Starting experiments with a “nut fig”

Standard

The term “backwards design” is often applied to curriculum design. If you want your students to learn a particular thing, you start with identifying what that outcome should look like at the end of the semester. Then you design your class backwards from that outcome, to make sure your students have a way to get there.

I think we should be talking more about backwards design when when it comes to statistics and the design of experimental and observational research.

Journalists call the key passage of each story a “nut graf.” Shouldn’t we have a “nut fig” for each experiment, and know what the axes and statistical tests will be before we run an experiment?I see a lot of papers that dance around the key result, that can’t be tested directly because there isn’t enough statistical power, or the wrong experimental design. Backwards planning can minimize this problem. Knowing what your “nut fig” is — before you get to work — is key.
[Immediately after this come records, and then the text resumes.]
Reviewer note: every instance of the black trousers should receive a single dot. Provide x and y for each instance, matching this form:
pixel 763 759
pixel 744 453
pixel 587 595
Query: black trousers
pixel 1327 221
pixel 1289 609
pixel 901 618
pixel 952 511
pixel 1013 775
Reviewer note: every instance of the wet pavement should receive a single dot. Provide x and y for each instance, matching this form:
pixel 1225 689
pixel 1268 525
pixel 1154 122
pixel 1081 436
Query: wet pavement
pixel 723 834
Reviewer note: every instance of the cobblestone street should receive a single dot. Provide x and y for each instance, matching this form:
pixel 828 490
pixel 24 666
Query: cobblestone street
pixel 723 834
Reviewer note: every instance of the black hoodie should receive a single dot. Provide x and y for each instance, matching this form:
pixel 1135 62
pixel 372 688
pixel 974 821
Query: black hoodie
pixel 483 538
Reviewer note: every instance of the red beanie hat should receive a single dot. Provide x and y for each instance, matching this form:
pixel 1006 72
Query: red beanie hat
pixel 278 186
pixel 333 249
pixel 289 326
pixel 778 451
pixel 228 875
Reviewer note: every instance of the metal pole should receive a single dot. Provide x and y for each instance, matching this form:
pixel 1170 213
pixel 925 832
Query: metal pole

For me, a new experiment begins with the figure. And when I’m writing it up, I start with the same figures that I imagined up front. (Some of the best grants I’ve seen, by the way, have a set of “nut figs” for each experiment, showing the range of possible results and how they would address the central aims of the proposal.)

Here’s an example. Several years ago I was wondering about how ant colonies decide how many soldiers they want to make. Maybe some species have a higher investment into soldier production than other species? I also wanted to know if any differences among species were explained by the body size of the ants.

I figured it would take two figures to answer these questions. First, I imagined a figure that had a lot of panels — one for each species — looking at the relationship between the number of workers and the number of soldiers, with each variate in the plot representing a whole colony that was collected in the field.

Here’s what that picture looked like, once I wrote the paper:

Screen Shot 2017-11-12 at 9.10.05 PM.png

The second figure, to ask about whether interspecific differences are explained by body size, has an x axis from data pulled from the first figure. I could simply take the slopes of each line as a variable, and compare to the body size of the workers. That’s what I imagined up front, and the figure at the top of the post is what I made

I think this made a really compelling paper, and demonstrated this discovery in a robust manner. (Here’s the post about that paper, by the way).

I think this was compelling and convincing because I identified specifically the result that I think would answer the question best, and then I designed the work to get at these data. (I didn’t do the stats in excel, though I could have come to think of it, and that’s how I built these figs).

Do you know what your x-axis and y-axis will be on the “nut fig” for your experiment before you collect data?

Of course, we don’t know what we’re going to find, which is why we do experiments! And oftentimes, the things we don’t expect are the ones that end up being the most interesting and useful. Nonetheless, when we are designing experiments to answer specific questions, shouldn’t we know precisely how we plan to test our central question?

I think senior scientists tend do do backwards planning, at least implicitly, all of the time, just as a result of experience and practicality. Not everybody makes a point to discuss backwards experimental design while training students. In the process of mentoring a student who is at the start of a project, a great question might be, “When you’re writing this up, what do you think the key figure will look like?”

7 thoughts on “Starting experiments with a “nut fig”

  1. Nice.
    1. It is a REALLY compelling fig, or nut.
    2. Statisticians are always begging researchers to come to them first, in the planning stages of experiments, so that the analysis can used in the design.

  2. Really interesting – I know a couple of labs where this approach is de riguer – seems to work for them. I’m an “old dog” but never too old to learn new tricks so will try this in teh grant proposal I am currently struggling to write :-)

  3. Good post. Students are often advised to write papers by starting with the key figures and building around them. But as you point out, the writing actually starts with the study design.

    I did for Fox et al. 2017 (https://dynamicecology.wordpress.com/2017/08/28/__trashed-4/). And I did it again for an ongoing project, though the nut figure didn’t turn out compelling, perhaps because we weren’t able to run the experiment long enough.